振り返ることを躊躇したのは、ほんの一瞬ユーセイの顔が頭に浮かんだから。でもこれはそーいうんじゃなくて、私の本能がくるりと身体を反転させた。
「な、っちゃん。」
黒髪の夏喜がそこに立ってこちらを見ていた。やっぱり間違いなかった、夏喜だった。
一歩近づくと目を細めて笑う。久しぶりに見たその笑顔にほんの少しだけ胸が疼く。
「…いや、すごい破壊力だよ、スーツのなっちゃん。」
つい口から出た本音にプッて笑った。
「逃がした魚はでかかった、って?」
ちょっと余裕に屈んで私の髪の先を指でくるりとする夏喜にドキドキしないって言ったら嘘になるのかもしれない。でも私はもうこの手を掴むことはしないと心に決めた。
「一ミリぐらいね。」
「ふは、相変わらずだな、その、性格!」
ポスっと夏喜の手が私の頭に落ちた。てゆうか、既にこの街からいなくなったと思ってたのに、近くにいたの?
「名刺、あげるよ。」
スッと胸ポケットから名刺を取り出すと私のコートのポケットに入れた。
「あいつと順調なの?」
「うん。今日も待ち合わせしてて、やば、こんな時間!なっちゃんあの、」
「俺もこれから別の用事。どうしてるかな?って少しは気になってたから雪乃に会えてよかったよ。変わってなくて安心した。」
…彼女できた?なんて聞けない。でも一瞬で夏喜の指の指輪を確認してしまったのは仕方なくて。
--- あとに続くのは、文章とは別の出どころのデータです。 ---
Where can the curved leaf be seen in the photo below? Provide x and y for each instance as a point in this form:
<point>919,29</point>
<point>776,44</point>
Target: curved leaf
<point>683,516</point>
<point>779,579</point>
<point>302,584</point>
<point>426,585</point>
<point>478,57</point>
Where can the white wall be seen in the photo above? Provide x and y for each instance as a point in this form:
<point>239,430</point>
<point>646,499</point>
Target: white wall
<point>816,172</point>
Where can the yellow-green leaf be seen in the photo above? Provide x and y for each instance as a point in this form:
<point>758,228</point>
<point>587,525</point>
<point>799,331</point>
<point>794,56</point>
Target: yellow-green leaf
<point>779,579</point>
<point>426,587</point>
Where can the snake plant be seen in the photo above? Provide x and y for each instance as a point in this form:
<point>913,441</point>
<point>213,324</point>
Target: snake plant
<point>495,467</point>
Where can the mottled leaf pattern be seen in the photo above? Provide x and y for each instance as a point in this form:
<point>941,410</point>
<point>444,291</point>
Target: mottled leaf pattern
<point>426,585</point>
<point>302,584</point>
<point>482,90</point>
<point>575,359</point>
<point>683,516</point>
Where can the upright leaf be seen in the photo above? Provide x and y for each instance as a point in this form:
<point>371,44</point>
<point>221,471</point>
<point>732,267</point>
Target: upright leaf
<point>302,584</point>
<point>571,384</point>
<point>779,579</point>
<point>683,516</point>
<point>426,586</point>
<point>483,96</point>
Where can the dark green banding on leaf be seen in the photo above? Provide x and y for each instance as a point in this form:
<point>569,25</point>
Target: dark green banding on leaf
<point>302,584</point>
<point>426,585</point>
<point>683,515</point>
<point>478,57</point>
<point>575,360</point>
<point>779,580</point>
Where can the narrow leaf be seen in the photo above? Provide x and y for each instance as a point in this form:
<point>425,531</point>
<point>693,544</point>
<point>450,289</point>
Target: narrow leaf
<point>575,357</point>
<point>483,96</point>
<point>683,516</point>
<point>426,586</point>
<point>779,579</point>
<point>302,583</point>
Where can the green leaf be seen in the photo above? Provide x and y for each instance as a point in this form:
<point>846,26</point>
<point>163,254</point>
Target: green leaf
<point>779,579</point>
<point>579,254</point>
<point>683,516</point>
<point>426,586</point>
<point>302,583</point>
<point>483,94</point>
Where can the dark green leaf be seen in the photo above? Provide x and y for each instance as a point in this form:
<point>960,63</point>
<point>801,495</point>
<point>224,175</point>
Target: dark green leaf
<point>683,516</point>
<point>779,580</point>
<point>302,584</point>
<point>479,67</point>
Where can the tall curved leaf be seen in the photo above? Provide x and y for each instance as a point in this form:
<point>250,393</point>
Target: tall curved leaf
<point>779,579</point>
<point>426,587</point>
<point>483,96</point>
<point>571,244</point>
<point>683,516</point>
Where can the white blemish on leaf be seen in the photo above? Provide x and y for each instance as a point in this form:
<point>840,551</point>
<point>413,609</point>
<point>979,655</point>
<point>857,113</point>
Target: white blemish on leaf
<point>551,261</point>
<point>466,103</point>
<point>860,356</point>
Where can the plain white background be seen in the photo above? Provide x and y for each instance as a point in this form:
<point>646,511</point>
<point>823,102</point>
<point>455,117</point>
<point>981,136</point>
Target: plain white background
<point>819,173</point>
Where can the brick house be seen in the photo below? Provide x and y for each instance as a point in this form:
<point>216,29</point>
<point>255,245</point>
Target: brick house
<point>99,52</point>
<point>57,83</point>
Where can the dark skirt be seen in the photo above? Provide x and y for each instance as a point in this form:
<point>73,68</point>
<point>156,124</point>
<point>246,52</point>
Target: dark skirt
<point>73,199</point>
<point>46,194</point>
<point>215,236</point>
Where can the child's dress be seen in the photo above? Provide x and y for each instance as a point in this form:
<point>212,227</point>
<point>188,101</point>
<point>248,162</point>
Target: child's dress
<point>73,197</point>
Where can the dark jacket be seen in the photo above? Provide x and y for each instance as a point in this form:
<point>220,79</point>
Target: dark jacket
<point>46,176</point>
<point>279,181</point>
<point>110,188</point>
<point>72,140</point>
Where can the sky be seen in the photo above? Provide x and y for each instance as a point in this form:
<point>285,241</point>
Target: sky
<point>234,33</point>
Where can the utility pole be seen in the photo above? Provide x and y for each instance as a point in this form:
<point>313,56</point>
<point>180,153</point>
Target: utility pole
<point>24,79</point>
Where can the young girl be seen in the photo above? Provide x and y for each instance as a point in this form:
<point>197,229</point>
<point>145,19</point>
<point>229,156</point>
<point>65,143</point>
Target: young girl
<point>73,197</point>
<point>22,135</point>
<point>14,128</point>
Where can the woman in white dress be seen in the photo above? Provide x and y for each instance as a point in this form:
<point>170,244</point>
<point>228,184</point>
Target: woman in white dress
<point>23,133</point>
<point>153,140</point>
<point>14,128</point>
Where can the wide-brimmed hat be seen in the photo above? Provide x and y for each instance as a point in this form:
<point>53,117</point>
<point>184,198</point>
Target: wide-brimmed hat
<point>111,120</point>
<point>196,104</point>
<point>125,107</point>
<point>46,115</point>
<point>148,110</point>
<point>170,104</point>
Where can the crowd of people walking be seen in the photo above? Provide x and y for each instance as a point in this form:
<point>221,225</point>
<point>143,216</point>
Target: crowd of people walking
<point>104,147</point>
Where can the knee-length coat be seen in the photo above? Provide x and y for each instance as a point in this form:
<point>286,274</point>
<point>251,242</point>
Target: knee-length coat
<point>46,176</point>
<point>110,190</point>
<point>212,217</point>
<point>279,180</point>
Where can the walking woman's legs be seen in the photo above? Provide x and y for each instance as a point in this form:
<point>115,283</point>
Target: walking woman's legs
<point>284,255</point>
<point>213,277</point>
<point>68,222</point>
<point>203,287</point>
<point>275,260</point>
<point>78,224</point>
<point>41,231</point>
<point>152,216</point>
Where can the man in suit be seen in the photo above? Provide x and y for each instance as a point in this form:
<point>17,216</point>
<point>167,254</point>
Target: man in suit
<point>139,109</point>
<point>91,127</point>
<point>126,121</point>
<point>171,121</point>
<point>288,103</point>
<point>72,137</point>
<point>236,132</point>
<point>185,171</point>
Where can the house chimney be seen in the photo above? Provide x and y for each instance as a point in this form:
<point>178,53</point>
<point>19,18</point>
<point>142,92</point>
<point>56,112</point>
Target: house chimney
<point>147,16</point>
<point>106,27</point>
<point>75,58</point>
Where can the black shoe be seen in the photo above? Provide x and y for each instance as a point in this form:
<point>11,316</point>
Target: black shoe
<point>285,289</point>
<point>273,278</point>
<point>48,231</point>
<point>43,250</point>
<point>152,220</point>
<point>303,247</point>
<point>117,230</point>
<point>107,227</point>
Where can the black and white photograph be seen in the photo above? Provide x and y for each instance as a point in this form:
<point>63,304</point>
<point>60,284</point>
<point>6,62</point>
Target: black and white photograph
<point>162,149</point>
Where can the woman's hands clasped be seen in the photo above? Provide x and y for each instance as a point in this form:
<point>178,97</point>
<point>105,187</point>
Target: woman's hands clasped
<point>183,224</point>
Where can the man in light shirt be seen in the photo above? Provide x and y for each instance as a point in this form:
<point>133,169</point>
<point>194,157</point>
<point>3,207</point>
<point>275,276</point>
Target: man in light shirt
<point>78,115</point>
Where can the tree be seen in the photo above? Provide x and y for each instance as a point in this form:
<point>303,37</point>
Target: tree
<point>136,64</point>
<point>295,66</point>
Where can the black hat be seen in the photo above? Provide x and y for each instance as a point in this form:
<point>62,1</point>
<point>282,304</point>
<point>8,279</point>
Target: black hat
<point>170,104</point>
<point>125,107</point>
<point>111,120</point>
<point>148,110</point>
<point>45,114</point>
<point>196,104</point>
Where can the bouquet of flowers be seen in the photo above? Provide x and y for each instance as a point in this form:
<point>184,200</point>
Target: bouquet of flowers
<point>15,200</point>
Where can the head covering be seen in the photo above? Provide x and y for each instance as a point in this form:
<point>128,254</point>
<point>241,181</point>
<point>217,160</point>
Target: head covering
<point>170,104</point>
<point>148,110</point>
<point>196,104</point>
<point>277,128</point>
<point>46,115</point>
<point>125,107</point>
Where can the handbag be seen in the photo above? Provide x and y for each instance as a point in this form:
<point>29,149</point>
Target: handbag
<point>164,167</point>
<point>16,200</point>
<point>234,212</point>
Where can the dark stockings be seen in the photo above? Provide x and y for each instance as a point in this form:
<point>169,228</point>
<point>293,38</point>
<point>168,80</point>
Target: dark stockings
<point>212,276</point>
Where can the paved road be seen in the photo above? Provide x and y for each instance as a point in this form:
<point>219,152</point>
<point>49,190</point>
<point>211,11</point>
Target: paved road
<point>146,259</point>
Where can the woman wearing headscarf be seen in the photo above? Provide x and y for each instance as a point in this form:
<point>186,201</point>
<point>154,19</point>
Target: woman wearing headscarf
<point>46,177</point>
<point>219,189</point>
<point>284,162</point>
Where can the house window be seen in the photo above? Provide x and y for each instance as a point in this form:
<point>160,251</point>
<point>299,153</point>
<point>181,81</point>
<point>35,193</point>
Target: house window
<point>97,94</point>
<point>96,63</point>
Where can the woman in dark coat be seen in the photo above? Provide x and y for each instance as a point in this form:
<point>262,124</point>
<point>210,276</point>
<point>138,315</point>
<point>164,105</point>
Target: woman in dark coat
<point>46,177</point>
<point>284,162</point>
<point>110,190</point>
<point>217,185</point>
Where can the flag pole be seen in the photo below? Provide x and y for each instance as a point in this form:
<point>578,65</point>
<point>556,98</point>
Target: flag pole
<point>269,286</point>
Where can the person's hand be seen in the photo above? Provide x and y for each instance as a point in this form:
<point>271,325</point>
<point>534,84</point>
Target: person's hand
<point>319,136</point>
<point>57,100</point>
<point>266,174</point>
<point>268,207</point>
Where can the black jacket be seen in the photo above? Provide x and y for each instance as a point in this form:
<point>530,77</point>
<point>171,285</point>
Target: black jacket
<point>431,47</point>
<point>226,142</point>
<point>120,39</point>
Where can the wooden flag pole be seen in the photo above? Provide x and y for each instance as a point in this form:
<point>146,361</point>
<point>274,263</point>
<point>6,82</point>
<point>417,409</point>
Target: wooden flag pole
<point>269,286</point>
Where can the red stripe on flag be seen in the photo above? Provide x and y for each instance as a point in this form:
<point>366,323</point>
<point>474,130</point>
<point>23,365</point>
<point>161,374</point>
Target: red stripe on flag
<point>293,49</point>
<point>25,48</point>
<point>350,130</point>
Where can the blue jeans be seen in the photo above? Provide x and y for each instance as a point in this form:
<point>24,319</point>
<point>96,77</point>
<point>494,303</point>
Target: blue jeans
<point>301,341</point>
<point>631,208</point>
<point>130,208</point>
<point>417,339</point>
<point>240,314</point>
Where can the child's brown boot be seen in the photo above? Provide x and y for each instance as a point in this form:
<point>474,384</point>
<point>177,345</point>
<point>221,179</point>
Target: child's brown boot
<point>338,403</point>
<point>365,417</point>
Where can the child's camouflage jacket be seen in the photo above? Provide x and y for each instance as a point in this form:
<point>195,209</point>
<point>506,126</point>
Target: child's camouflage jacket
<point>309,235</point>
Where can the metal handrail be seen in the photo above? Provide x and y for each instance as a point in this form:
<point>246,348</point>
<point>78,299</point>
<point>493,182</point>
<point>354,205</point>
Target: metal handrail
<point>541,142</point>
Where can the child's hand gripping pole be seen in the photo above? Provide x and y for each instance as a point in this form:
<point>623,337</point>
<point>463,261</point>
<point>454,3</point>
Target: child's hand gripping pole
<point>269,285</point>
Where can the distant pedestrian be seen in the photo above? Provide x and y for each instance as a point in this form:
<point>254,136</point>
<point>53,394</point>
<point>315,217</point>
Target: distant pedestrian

長身で黒髪でスーツ…モテそう、なんて思う。
「私はユーセイのことしか考えてないわよ。」
「そりゃ残念。1年に1回ぐらい思い出せよな、俺の事。」
「…1年に1回だけね、」
私の言葉に笑うともう一度ポンっと頭を撫でて「じゃあね。」小さく笑うと夏喜は私を振り返ることなく歩いて行った。
―――――そういえば、夏喜と初めて出会ったのはこんな風に寒い冬だった。